Published on: 1/23/2014 9:32:37 AM Print | Font Sizes:  Normal Text Large Text

Thunder Bay arena proposal includes professional hockey

By: Northern Ontario Business staff

Conceptual drawing of Thunder Bay’s proposed Event Centre.
Conceptual drawing of Thunder Bay’s proposed Event Centre.

The owners of the Winnipeg Jets are part of a development consortium that could help Thunder Bay build a new waterfront arena and convention centre.

The city announced Jan. 21 that Thunder Bay LIVE!, a newly formed, project-specific consortium have the inside track to be the municipality’s new partner on a proposed 5,700-seat arena and 50,000-square-foot convention centre.

The consortium consists of True North Sports and Entertainment, Stadium Consultants International, Global Spectrum Facility Management, Lakehead University, PCL Constructors Canada and BBB Architects of Toronto.

True North Sports owns the MTS Centre arena in downtown Winnipeg, the Winnipeg Jets franchise, and its American Hockey League (AHL) affiliate in St.
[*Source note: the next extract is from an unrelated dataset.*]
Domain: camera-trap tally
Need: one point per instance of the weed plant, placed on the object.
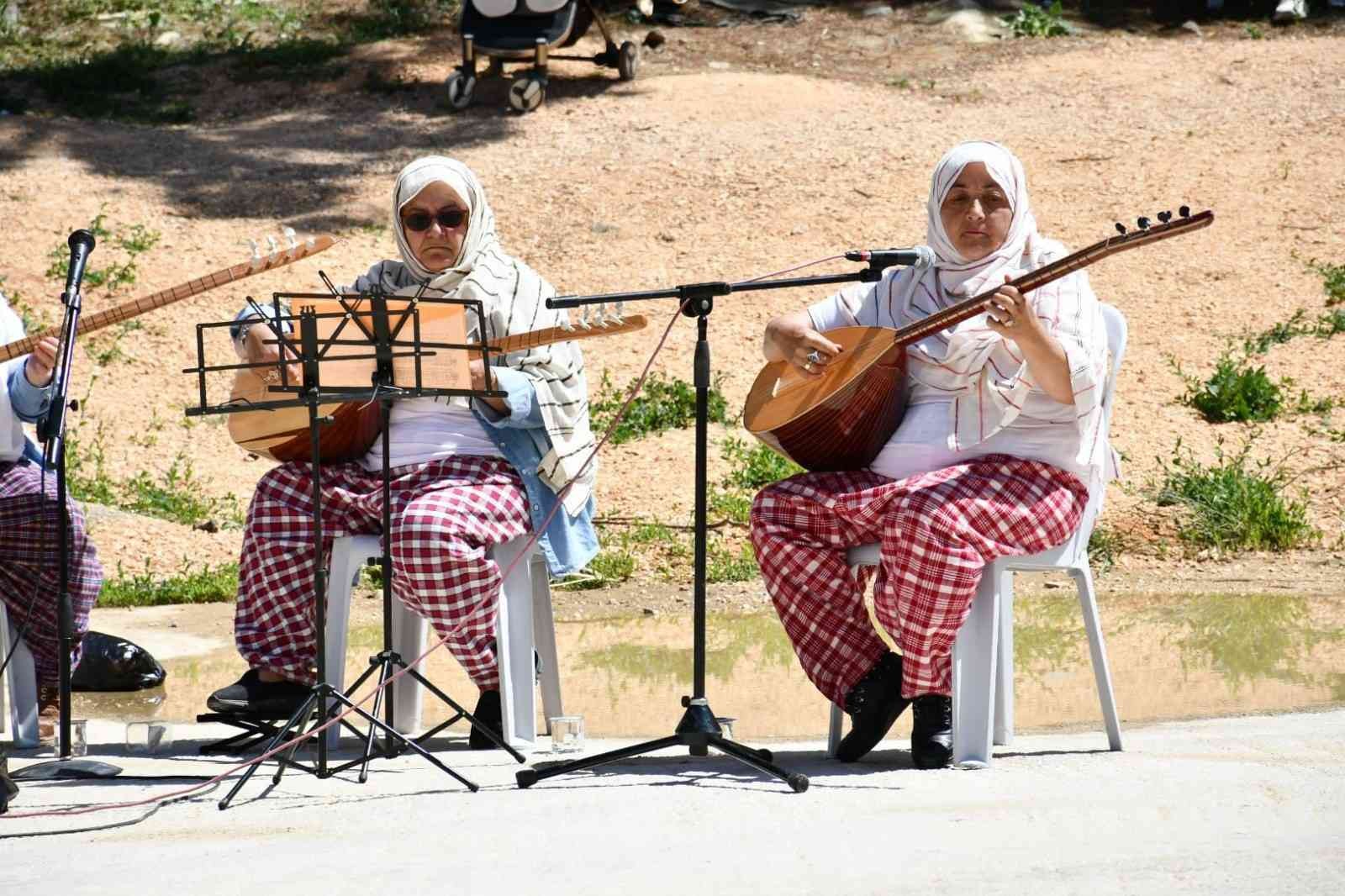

John’s, Nfld.

Thunder Bay city council gave the go-ahead for administration to negotiate a non-binding letter of intent toward a partnership agreement.
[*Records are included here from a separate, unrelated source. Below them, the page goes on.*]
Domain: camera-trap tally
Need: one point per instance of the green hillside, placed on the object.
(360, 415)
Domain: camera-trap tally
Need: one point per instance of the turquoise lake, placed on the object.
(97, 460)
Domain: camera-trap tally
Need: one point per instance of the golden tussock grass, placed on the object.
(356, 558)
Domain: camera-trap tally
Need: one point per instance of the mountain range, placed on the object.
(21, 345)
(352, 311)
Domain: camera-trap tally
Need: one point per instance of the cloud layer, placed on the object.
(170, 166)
If built, the arena would be the new home of Lakehead University’s hockey team, but the city and consortium want to bring professional hockey to Thunder Bay in the form of an AHL franchise.

True North owner Mark Chipman told Winnipeg media that moving their AHL club to Thunder Bay is an option they are exploring. Thunder Bay is only a one-hour jet flight from Winnipeg.

In a statement, True North said: “We are well aware of the community’s rich hockey tradition and are confident that Thunder Bay would be a great location to develop our future prospects.”

Thunder Bay mayor Keith Hobbs said the city’s review team looked over “five great proposals” before settling on Thunder Bay LIVE!’s pitch to deliver a “world-class, multi-purpose Event Centre.”

The proposed $106-million downtown facility would replace the aging Fort William Gardens, built in the early 1950s.

The city has socked away $25 million for the project, but funding from the federal and provincial government is needed to make it go.

Its location would be in the city’s north end, the business core of the former Port Arthur, which is being branded as an entertainment district. The facility would be built on a block of city-owned land next to the Prince Arthur Hotel and a stone’s throw from a redeveloped waterfront attraction known as Prince Arthur’s Landing.